Sections through embryos from stages 31-45 after in situ hybridisation for Shh in sagittal (A-D) and parasagittal (E-L) planes, as indicated in the schematic. At all stages examined, Shh expression in the CNS is restricted to the ventral midline, with no expression in the cerebellum (red boxes, shown at higher power in insets). Shh expression in the CNS is lost further laterally (compare E-H with I-L). White arrows in B indicate prominent expression of Shh in tooth buds. The arrow in F indicates the zona limitans intrathalamica (zli), which identifies the mid-point of the diencephalon along the rostrocaudal axis. The dotted line in I demarcates the boundary of the ventral neural tube. Abbreviations: fb, forebrain; hb, hindbrain; iv, fourth ventricle; mb, midbrain; zli, zona limitans intrathalamica.

Figure 6. Hypothetical phylogeny of granule neuron proliferative zones in the cerebellum.

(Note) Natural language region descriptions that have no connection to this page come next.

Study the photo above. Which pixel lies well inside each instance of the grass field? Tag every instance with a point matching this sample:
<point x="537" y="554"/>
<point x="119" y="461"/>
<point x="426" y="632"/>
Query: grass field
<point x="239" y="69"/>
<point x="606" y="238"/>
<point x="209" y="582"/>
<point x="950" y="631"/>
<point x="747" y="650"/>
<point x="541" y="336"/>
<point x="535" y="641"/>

Hindbrain development in all vertebrate embryos can be characterised by a phase (top) in which an expanded fourth ventricle roof plate (iv) is bordered by an Atoh1-positive rhombic lip (red) in both the prospective cerebellum (cb) and the rest of the hindbrain (hb). Only the “upper” or cerebellar rhombic lip gives rise to granule cells in taxon-specific ways. We hypothesise that variation in the development of these proliferative zones (blue boxed schematics) constrains the geometry of the expansion of the granule cell layer (blue arrows, right) to produce mature granule cell distributions (blue) in adult, taxon-specific cerebellar morphologies (far right). In actinopterygians, granule cell proliferation becomes confined to a stem cell niche, the valvular primordium (val), which lies at the rostral pole of the cerebellum in teleosts (Kaslin et al. 2009) and borders the roof plate in the paddlefish. In amniotes, granule cell precursors migrate into a transient superficial external germinal layer (egl) and no precursors are retained in the adult cerebellum. In chondrichthyans, granule neuron progenitors are confined to the rhombic lip and on either side of the cerebellar midline (Chaplin, Tendeng, and Wingate 2010). Figures show hypothetical cell distributions in the cerebellar outlines (not shown to the same scale) based on model species for (a) paddlefish (a chondrostean ray-finned fish); (b-d) teleosts: b, remora (a perciform teleost), c, zebrafish (a cypriniform teleost), d, catfish (a siluriform teleost); (e-g) amniotes: e, bird, f, bat, g, giraffe; (h-j) chondrichthyans: h, dogfish (a shark), i, skate, j, stingray. Abbreviations: cb, cerebellum; egl, external germinal layer; hb, hindbrain; iv, fourth ventricle; val, valvular primordium.